Ana Merino (Madrid, 1971) vient de publier son deuxième roman, Amigo. Le premier, El mapa de los afectos, avait obtenu le Prix Nadal en 2020.
Il y a deux ans, Ana Merino, professeure à l’Université de Iowa, est invitée à consulter les archives de Joaquín Amigo, conservées par sa petite fille María à Madrid.

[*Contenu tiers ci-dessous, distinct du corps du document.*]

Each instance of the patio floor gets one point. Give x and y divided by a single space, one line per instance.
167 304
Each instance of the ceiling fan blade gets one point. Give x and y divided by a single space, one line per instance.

Cet écrivain participa avec son ami Federico García Lorca et Manuel de Falla aux réunions de El Rinconcillo, un cercle littéraire qui se réunissait au Café Alameda de Grenade au début des années 20. Il fut aussi un des animateurs avec Federico de la revue littéraire, gallo, qui publia deux numéros en février et en avril 1928. Il assista aussi avec d’autres amis à la lecture que fit Federico García Lorca de sa pièce, Yerma, à la Huerta de San Vicente, la maison de campagne de la famille du poète, à l’été 1934. Celui-ci lui dédia le poème Dos marinos en la orilla de Canciones 1921-1924.

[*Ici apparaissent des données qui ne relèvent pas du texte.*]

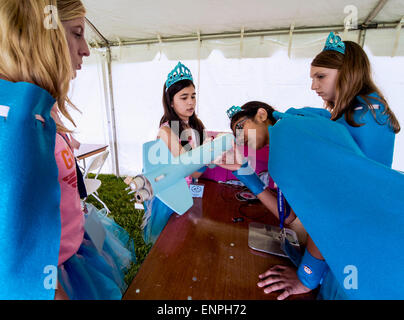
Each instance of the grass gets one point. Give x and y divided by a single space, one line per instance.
112 193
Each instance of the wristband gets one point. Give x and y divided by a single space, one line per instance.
202 170
311 271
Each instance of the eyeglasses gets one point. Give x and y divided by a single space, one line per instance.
240 125
239 134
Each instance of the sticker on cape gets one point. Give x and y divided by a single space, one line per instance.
196 190
307 269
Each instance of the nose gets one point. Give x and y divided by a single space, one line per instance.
314 85
84 50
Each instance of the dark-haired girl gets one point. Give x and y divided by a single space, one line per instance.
181 130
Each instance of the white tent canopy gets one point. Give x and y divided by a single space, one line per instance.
237 51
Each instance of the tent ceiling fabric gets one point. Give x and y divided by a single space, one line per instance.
127 20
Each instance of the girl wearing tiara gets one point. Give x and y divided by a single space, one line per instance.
181 130
341 76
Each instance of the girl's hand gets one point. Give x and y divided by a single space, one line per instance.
282 278
230 160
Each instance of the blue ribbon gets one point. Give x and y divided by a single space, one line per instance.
283 207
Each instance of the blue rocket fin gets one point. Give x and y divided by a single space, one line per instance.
155 152
177 197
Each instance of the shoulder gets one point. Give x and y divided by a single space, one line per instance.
310 112
165 125
60 144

Joaquín Amigo Aguado (Grenade 1899 – Ronda, 1936) avait suivi les cours de José Ortega y Gasset. Catholique pratiquant et d’idéologie conservatrice, il était professeur de philosophie au lycée Giner de los Ríos de Ronda. Au cours de la Guerre Civile, des miliciens des comités révolutionnaires de la ville pour se venger de la répression nationaliste l’arrêtèrent le 24 août et le jetèrent du Puente Nuevo (98 mètres au-dessus des gorges du Guadalevín) le 27 août 1936, neuf jours après l’assassinat de son ami Federico García Lorca à Viznar. On n’a jamais retrouvé les corps des deux amis.

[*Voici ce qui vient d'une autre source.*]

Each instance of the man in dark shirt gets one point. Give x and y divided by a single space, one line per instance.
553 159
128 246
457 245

Ana Merino a pu étudier les archives de Joaquín Amigo à partir du 25 juin 2020. Elle a trouvé des lettres inédites de Federico García Lorca, des cartes postales de Federico et de Salvador Dalí, envoyées de Cadaqués. Elle a tiré de ses recherches un roman qui met en valeur l’amitié entre les deux hommes. Dans une des lettres retrouvées, García Lorca dit à Joaquín Amigo : «Saluda a los amigos, ya sean ingratos o sean amigos míos de verdad. Basta que sean de Granada para que yo los quiera. No hay nada en el mundo como Granada» Le roman fait revivre aussi le poète Luis Rosales (1910 – 1992). Federico García Lorca se réfugia dans la maison familiale de celui-ci, calle Angulo à Grenade, entre le 9 et le 16 août avant d’être arrêté et assassiné. Le poète et critique Felix Grande (1937 – 2014), de famille et de convictions républicaines, publia en 1987 La calumnia. De cómo a Luis Rosales, por defender a Federico García Lorca, lo persiguieron hasta la muerte (Mondadori). Il défendait Luis Rosales, poète et phalangiste comme ses frères, accusé à tort par certains exilés républicains d’avoir livré son ami aux bourreaux.
Dos marinos en la orilla
A Joaquín Amigo
I
Se trajo en el corazón
un pez del Mar de la China.
A veces se ve cruzar
diminuto por sus ojos.
Olvida siendo marino
los bares y las naranjas.
Mira al agua.
II
Tenía la lengua de jabón.
Lavó sus palabras y se calló.
Mundo plano, mar rizado,
cien estrellas y su barco.
Vio los balcones del Papa
y los pechos dorados de las cubanas.
Mira al agua.
Canciones 1921-1924.
Deux marins au bord de l’eau.
I
Il rapportait en son cœur
un poisson des Mers de Chine.
Parfois on le voit passer
minuscule dans ses yeux.
Il oublie la Marine
et les bars et les oranges.
Il regarde l’eau.
II
D’une langue de savon
il lava ses mots et se tut.
Monde uni, mer frisée
cent étoiles, son navire.
Il a vu les balcons du Pape
et les seins dorés des Cubaines.
Il regarde l’eau.
Poésies, tome II. Collection Poésie/Gallimard n° 2. 1966. Traduction : André Belamich et Pierre Darmangeat.